Camila, who is not a U.S. citizen, connected with DxE activist Rocky Chau. Camila said Hsiung suggested the two get married as a way for her to achieve immigration status. Camila and Chau quickly got engaged without meeting and carried out a long-distance relationship until February 2021 while Camila lived in Lima awaiting immigration papers. Prism reviewed text message records between Chau and Camila that confirmed a relationship between the pair.

“I kept hearing these stories, and I kept reading [about people] who had left and were alleging that there was sexual abuse and coercion going on within DxE,” Camila said. “There was always a way to justify it. While seeing this, I was being groomed myself [by] the person that was about to marry me to emigrate, which was Rocky Chau.”

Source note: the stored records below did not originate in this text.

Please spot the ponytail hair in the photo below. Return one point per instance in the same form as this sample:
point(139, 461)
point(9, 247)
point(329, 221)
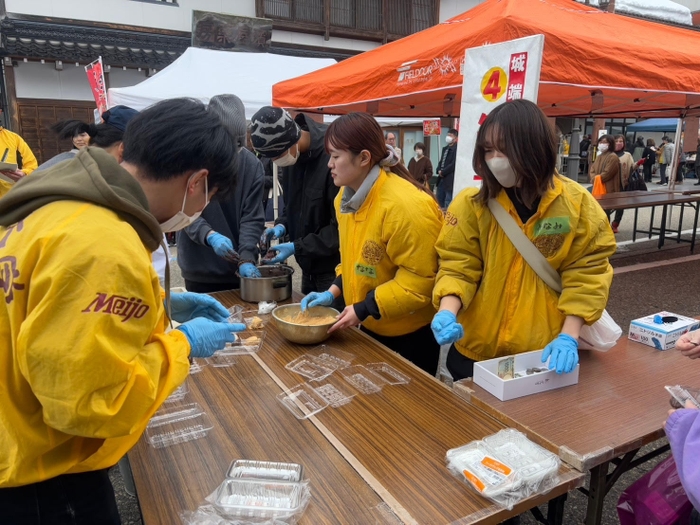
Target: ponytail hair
point(355, 132)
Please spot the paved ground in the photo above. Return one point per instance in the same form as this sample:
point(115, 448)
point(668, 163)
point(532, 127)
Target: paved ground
point(640, 286)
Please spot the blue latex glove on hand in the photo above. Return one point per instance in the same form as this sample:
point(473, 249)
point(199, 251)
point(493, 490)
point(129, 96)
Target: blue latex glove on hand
point(317, 299)
point(206, 337)
point(562, 354)
point(445, 328)
point(189, 305)
point(248, 270)
point(284, 252)
point(222, 246)
point(276, 232)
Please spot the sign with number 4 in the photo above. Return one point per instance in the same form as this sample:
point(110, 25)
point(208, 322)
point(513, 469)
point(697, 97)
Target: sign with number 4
point(493, 75)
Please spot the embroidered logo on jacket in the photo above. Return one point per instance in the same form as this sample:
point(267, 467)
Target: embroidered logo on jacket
point(372, 252)
point(118, 305)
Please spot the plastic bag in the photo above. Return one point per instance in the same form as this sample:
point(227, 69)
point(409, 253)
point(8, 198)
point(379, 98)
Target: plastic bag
point(657, 498)
point(601, 335)
point(598, 187)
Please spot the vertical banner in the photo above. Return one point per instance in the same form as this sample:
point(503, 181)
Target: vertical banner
point(493, 75)
point(96, 78)
point(432, 127)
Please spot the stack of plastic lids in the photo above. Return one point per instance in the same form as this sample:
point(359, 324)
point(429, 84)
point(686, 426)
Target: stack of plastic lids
point(505, 467)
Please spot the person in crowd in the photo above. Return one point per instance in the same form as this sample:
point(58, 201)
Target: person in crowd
point(638, 151)
point(390, 138)
point(446, 169)
point(420, 166)
point(13, 150)
point(491, 302)
point(388, 225)
point(649, 156)
point(626, 166)
point(683, 432)
point(84, 355)
point(297, 146)
point(223, 241)
point(665, 159)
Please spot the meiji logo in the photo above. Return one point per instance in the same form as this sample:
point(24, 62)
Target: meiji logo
point(118, 305)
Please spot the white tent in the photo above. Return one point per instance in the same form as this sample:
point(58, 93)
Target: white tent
point(203, 73)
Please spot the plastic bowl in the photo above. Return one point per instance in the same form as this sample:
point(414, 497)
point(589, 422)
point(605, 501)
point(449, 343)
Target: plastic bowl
point(303, 334)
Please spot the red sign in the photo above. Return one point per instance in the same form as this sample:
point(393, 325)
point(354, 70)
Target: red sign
point(96, 78)
point(516, 78)
point(431, 127)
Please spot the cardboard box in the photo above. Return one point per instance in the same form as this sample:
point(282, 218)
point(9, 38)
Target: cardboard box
point(661, 336)
point(486, 376)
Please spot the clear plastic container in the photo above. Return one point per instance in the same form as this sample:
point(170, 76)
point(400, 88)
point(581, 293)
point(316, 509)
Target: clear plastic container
point(267, 470)
point(222, 359)
point(363, 379)
point(307, 366)
point(173, 425)
point(388, 373)
point(302, 401)
point(335, 391)
point(179, 394)
point(332, 357)
point(247, 342)
point(260, 499)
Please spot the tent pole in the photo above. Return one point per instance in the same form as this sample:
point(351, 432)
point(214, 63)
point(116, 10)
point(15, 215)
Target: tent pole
point(275, 192)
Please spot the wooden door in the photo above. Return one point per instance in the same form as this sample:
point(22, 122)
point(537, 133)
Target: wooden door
point(35, 117)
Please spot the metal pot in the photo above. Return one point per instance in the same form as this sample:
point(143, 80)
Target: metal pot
point(274, 285)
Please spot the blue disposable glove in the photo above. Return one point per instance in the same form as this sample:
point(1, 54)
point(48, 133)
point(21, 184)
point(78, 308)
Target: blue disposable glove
point(317, 299)
point(188, 305)
point(206, 337)
point(562, 354)
point(284, 252)
point(276, 232)
point(248, 270)
point(222, 246)
point(445, 328)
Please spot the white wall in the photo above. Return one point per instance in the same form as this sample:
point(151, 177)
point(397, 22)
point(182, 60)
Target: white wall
point(37, 80)
point(449, 8)
point(132, 12)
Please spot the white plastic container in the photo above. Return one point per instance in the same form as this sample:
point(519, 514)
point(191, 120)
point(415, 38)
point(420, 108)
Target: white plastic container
point(486, 376)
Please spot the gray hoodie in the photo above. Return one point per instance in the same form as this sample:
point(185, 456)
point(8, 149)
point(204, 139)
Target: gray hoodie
point(240, 218)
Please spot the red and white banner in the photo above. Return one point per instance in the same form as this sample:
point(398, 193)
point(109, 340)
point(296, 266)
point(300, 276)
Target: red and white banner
point(96, 78)
point(493, 75)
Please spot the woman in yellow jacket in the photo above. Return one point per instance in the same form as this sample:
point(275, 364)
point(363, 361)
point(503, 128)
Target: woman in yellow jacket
point(491, 303)
point(388, 226)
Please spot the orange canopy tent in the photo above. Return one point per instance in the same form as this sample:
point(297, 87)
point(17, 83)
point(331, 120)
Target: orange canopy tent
point(595, 63)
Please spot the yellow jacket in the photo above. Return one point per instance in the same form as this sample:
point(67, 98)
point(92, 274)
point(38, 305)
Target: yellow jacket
point(14, 144)
point(88, 362)
point(388, 246)
point(506, 308)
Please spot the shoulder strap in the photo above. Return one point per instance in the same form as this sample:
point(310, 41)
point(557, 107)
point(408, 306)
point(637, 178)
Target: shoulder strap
point(529, 251)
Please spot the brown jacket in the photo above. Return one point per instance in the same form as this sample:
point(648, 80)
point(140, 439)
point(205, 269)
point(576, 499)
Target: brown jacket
point(607, 166)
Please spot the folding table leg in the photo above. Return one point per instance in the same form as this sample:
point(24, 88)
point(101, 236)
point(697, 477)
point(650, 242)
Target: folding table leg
point(662, 230)
point(596, 494)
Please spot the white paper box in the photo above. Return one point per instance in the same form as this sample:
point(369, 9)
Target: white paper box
point(661, 336)
point(486, 376)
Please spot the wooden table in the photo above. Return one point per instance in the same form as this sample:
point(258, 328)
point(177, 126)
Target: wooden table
point(650, 199)
point(380, 455)
point(618, 406)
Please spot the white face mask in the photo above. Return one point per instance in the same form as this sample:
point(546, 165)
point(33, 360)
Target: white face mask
point(181, 220)
point(502, 170)
point(288, 159)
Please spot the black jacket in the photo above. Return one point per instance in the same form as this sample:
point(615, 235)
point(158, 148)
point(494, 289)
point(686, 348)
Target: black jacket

Hsiung responded to the allegations in an emailed statement to Prism, saying he advised many people that “bona fide, legitimate family-based immigration is the cheapest, fastest, and easiest way to obtain permanent residence – which is the same advice any attorney would give.” He added that he has never encouraged anyone to marry and move into the DxE House. 

Camila never ended up moving to the DxE house in Berkeley. She left the organization in June 2023. In a written statement from Chau, he said, “These allegations are false and defamatory.”

In the Signal group chat where Camila raised these issues, as the conversation continued and allegations and discontent mounted, Camila said she had called the police on a mass action at the Animal Liberation Conference in an attempt to prevent other young activists from getting sucked into an organization that she refers to as a “culty.” K.S., who was in the group chat, was alarmed and took screenshots of the conversation. She then sent them to management to warn them that their security was not tight enough. Camila did eventually call the police, but no arrests were made. 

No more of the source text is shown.